Address | Jack | Assembly | Description |
---|---|---|---|
0 | Interpreter.stack |
SP |
Address of the cons list that represents the stack: i.e. a "pair" rib which contains the value at the top of the stack and points to the next entry. |
1 | Interpreter.pc |
PC |
Address of the rib currently being interpreted. |
2 | Interpreter.nextRib |
NEXT_RIB |
Address where the next allocation will occur. |
... | TBD: values used by the garbage collector to keep track of free space. | ||
256– | Jack stack. | ||
1936–2015 | Interpreter.bufferStart /End |
Space to store a line of input from the keyboard. | |
2016–2047 | Interpreter.handlers |
Function pointer for each primitive handler. | |
2048-4048 | SCREEN |
Screen buffer: 80x25 characters. | |
4095 | KEYBOARD |
Mapped to the keyboard for input and "tty" for output. | |
4096–32767 | ROM: interpreter, symbol names, instructions. | ||
32768–65536 | Heap. |
Note: when the Jack interpreter is used, these locations are determined by the assembler, addresses 0-15 and are used by the interpreter's own stack pointers and temporary storage, and the interpreter's own stack grows up from address 256.
For simplicity, ribs are stored as described in the paper, three words each.
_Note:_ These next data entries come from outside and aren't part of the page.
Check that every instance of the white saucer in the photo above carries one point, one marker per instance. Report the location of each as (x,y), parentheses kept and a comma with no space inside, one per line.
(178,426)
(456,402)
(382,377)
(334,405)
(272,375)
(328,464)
TODO: The high bit of each word is used as a tag to identify whether the word points to a rib.
- A word with the high bit set is a 15-bit signed integer value. To recover an ordinary 16-bit value when needed, bit 14 is copied to bit 15. For many operations, it's sufficient to treat values as unsigned and just make sure to set the high bit if it might have been cleared (e.g. due to overflow.)
- A word with the high bit unset is the address of a rib in memory, treated as unsigned and divided by three, so that every possible rib address fits in the range of 15-bit unsigned values.
Note: Ribbit's C implementation uses the low bit to tag integers, but that's not practical on this
CPU, which does not provide a right-shift instruction. Masking off the high bit can be done efficiently.
On the other hand, rib addresses only ever need to be generated incrementally so we only need the
extract
operation: multiply by 3 (with two "+" instructions.)
Future:
- really squeeze the bits and get each rib into 2 words. If possible, this saves 33% of the space, and adds a lot of cycles to decode the bits in the interpreter. And it might mean reducing the maximum number of ribs that can be addressed, which defeats the purpose.
To make efficient use of available memory, the symbol table and instruction graph produced by
Ribbit's compiler (rsc.py
) are decoded into ribs and included as "data" words in the ROM, using
big.py's extra #<int>
opcode.
The actual symbol
ribs that make up the symbol table have to be mutable, so they're constructed
in RAM during initialization. Their addresses are known ahead of time, so the code in ROM refers to
them directly.
Note: the REPL consumes about 2K ribs in memory, and takes about 2KB of encoded data in the Ribbit implementations. That means to initialize we need something like 6K of heap plus 2K words, plus some for stack.
Actual size in the implementation:
- Instruction ribs in the ROM for the REPL: 1,340 (4.0K words)
- String/char ribs in R0M for the symbol table: 1,170 (3.5K words)
- Initial ribs in RAM for the symbol table: 89 (267 words)
- Actual total ROM, including interpreter and tables: at least 11K.
A comment in the Ribbit source suggests that space for 48,000 ribs is needed to bootstrap. Presumably that refers to running the compiler, which is out of scope.
The program runs until memory is exhausted.
TODO: collect garbage.
With the current Jack compiler and the compiled
simulator, performance of the interpreter is good
enough to call interactive. However, if and when we decide to improve it, there are a couple of
obvious bottlenecks:
-
Symbol table lookup: the REPL's symbol table is at least 89 deep, and linear search in interpreted Scheme is currently consuming a large portion of the total time. Could experiment with a simple tree structure, which would be roughly log(90) = 6 levels deep.
-
Dispatching on instruction and primitive codes is relatively expensive. Could embed handler pointers directly in the ribs? Or just use more codes to flatten the amount of dispatching that's currently needed (e.g. separate codes for call slot, call symbol, jump to slot, jump to symbol). Either would require modifying the Scheme compiler to account for the new representation.